SYLLABUS
Course Overview
We will spend the first 5-6 lectures completing the proofs of local and global class field theory, drawing heavily on the material presented in lectures 23-28 of 18.785 (available here).
The rest of the course will be focused on modular forms and will use very little material from 18.785.
There will be only one problem set related to class field theory, so students who are interested only in modular forms are welcome to skip that problem set (and the associated lectures) if they wish.
The plan is to begin with a fairly standard introduction to classical modular forms and their L-functions,
drawing primarily from the textbooks of Diamond-Shurman and Miyake, and to then branch out into one of several possible directions, depending on student interest.

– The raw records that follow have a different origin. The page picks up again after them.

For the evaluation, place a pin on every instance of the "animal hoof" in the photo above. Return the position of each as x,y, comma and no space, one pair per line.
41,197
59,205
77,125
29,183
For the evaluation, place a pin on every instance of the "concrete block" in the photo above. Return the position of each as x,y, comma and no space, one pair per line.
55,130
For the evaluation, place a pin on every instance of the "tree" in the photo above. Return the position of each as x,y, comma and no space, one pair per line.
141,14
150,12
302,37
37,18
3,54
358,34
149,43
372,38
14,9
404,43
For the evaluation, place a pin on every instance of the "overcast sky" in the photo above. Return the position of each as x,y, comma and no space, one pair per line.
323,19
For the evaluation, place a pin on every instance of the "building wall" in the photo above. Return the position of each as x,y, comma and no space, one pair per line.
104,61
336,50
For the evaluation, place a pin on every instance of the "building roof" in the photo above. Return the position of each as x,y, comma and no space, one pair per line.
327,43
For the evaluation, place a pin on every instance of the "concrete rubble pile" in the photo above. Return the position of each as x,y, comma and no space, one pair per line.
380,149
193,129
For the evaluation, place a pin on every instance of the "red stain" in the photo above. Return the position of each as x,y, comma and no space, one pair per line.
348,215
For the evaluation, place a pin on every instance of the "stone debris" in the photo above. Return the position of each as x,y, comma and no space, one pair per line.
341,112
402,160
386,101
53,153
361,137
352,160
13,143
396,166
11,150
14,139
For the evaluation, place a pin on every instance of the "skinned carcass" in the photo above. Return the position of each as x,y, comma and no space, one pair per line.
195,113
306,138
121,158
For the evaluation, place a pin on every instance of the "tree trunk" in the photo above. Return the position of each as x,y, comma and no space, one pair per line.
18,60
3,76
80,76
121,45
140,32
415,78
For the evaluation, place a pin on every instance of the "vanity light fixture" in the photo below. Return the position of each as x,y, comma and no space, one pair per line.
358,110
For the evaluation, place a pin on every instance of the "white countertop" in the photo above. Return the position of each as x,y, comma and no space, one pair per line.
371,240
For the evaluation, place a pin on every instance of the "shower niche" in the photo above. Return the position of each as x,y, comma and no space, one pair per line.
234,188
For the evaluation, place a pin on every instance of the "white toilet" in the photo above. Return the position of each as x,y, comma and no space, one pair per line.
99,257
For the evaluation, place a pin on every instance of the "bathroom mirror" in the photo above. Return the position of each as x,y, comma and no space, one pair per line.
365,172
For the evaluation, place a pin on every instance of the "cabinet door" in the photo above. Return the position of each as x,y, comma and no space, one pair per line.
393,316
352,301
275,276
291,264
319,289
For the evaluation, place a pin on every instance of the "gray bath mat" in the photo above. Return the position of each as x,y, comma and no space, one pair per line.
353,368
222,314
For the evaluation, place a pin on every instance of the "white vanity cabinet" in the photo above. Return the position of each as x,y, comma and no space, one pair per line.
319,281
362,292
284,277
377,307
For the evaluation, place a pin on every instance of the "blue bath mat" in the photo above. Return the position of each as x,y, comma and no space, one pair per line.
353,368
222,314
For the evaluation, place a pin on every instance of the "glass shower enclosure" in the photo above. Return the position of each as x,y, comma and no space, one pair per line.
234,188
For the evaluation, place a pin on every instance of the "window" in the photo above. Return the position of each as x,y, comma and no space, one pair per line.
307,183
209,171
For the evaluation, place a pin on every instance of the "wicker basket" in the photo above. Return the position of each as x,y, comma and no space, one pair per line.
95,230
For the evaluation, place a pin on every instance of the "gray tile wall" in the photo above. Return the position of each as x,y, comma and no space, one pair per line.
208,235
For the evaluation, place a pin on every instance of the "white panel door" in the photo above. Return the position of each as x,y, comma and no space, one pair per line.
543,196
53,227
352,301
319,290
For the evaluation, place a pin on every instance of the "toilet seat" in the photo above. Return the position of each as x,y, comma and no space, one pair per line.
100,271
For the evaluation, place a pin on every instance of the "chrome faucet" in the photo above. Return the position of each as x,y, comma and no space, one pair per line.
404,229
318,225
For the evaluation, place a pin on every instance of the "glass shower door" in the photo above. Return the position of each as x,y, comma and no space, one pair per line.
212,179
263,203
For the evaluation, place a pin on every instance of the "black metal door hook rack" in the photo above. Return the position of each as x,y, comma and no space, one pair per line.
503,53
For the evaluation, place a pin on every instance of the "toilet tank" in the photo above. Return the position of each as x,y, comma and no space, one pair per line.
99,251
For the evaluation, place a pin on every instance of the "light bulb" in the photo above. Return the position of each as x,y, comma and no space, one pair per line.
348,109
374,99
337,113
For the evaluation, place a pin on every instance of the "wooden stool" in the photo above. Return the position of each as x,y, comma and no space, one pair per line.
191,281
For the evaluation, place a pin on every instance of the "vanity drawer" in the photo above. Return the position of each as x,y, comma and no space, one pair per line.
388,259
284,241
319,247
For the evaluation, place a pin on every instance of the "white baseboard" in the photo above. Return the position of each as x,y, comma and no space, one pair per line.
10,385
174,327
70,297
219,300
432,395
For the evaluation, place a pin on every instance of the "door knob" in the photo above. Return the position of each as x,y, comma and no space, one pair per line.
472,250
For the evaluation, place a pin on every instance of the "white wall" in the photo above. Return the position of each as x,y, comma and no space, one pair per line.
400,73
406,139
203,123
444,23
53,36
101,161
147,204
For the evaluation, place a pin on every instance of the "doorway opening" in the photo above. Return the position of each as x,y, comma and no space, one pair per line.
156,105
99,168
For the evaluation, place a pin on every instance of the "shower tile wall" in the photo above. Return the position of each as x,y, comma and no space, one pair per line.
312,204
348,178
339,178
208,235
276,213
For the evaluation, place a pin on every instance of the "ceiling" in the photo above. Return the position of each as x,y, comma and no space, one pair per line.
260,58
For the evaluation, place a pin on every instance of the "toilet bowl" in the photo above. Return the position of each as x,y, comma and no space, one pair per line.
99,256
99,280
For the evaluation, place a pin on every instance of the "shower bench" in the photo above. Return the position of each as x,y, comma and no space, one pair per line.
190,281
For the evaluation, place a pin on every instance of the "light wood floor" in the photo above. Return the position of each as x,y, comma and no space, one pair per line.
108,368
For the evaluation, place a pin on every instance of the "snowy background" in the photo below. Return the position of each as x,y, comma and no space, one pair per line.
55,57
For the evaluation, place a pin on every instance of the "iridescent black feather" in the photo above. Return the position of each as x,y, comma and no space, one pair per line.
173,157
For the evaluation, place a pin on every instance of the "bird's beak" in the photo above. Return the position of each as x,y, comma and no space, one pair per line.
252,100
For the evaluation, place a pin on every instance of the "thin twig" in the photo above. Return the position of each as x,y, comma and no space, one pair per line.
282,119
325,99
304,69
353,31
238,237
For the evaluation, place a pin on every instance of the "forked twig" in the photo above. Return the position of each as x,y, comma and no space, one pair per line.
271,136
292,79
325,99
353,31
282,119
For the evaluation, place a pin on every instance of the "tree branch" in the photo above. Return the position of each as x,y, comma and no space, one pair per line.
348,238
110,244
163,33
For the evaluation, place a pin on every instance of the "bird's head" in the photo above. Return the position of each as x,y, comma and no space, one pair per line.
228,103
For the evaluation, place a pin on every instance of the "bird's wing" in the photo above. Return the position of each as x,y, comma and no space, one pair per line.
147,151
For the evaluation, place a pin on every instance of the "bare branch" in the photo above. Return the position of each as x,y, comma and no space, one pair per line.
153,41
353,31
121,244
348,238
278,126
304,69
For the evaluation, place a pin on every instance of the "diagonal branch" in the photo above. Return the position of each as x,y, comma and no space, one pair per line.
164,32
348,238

Possible topics include modular curves, L-functions of abelian varieties, Galois rerpesentations, and Hilbert modular forms.
Prerequisites
The official prerequisite for this course is 18.785, but as noted above, after we finish class field theory we will only need a small subset of the material from 18.785. Students wishing to take 18.786 who have not taken 18.785 are welcome but should contact me to discuss prerequisites.
Text Books
There is no required text; lecture notes will be provided (these will typically be posted a few days after each lecture). Below are a number of standard references that I can recommend. These texts can all be accessed on-line from MIT (see the MIT Libraries web page for information on offisite access).

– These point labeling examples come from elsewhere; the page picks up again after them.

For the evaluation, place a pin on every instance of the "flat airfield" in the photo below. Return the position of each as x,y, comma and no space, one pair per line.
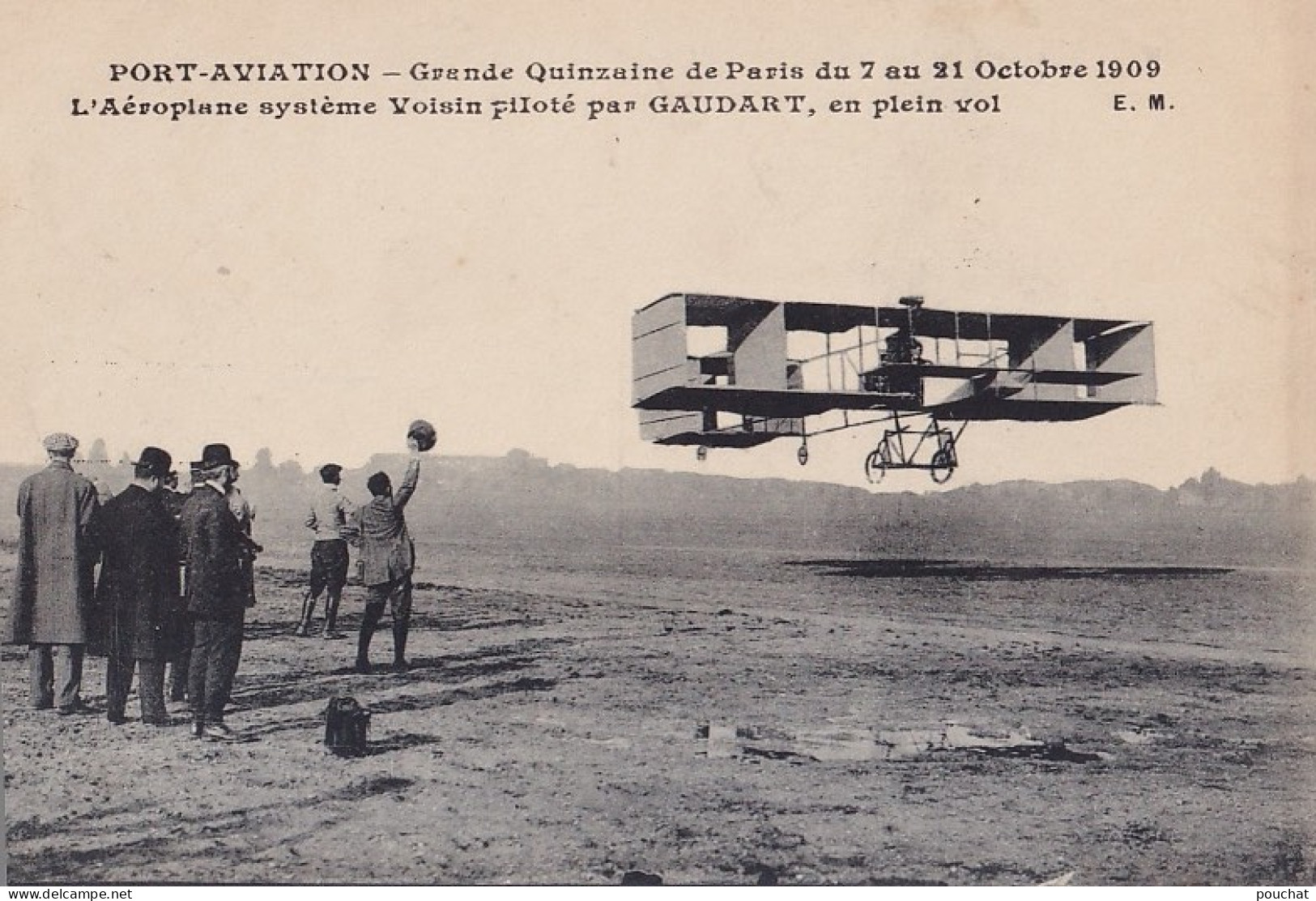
709,717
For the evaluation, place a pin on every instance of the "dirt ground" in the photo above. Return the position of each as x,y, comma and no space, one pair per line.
590,715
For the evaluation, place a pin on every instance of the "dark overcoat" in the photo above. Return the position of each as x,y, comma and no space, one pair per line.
137,602
215,549
54,581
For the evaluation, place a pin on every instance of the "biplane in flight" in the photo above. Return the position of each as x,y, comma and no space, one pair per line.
720,372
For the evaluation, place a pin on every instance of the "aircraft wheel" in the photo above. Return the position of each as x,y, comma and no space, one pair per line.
943,465
874,467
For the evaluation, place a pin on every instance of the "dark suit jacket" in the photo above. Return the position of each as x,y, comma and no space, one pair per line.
215,540
137,605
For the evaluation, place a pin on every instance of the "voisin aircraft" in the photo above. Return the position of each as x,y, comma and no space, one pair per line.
722,372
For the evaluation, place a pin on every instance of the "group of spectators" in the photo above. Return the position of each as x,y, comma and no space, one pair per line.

A first course in modular forms, F. Diamond and J. Shurman.
Modular forms, T. Miyake.
Modular functions and modular forms, J.S. Milne.
Algebraic Number Theory, J. Neukirch.
Modular forms: a computational approach, W. Stein.
A Course in Arithmetic, J.-P. Serre.
Problem Sets
Problem sets will be posted on line. Solutions are to be prepared in typeset form (typically via latex) and submitted electronically as a pdf file by noon on the due date (the first problem set will be due Wednesday, September 28). Late problem sets will not be accepted -- your lowest score is dropped, so you can afford to skip one problem set without penalty. Collaboration is permitted/encouraged, but you must write up your own solutions and explicity identify your collaborators, as well as any resources you consulted that are not listed above. If there are none, please indicate this by writing Sources consulted: none at the top of your submission.
Grading
Your grade will be determined by your performance on the problem sets; your lowest score will be ignored (this includes any problem set you did not submit). There are no exams and no final.
Undergraduates
Motivated undergraduate students with adequate preparation are welcome to register for this course, but should do so with the understanding that it is a graduate level course aimed at students who are planning to do research in number theory or a closely related field. There is a lot of material to cover, and the pace of the course may be faster than you are used to. This makes it essential to stay caught up; if you fall behind in a given week it is better to simply skip that problem set and move on to the next one (this is one reason why late problem sets will not be accepted). I expect students taking this course to be amply motivated and to take personal responsibility for mastering the material -- this includes doing whatever outside reading may be necessary to fill in any gaps in your background.
Disability Accomodations
Please contact Kathleen Monagle, Associate Dean in Student Disability Services as early in the term as possible, if you have not already done so.
If you already have an accommodation letter, please be sure to submit a copy to Mathematics Academic Services in room 2-110.
Even if you do not plan to use any accommodations, if there is anything I can do to facilitate your learning, please let me know.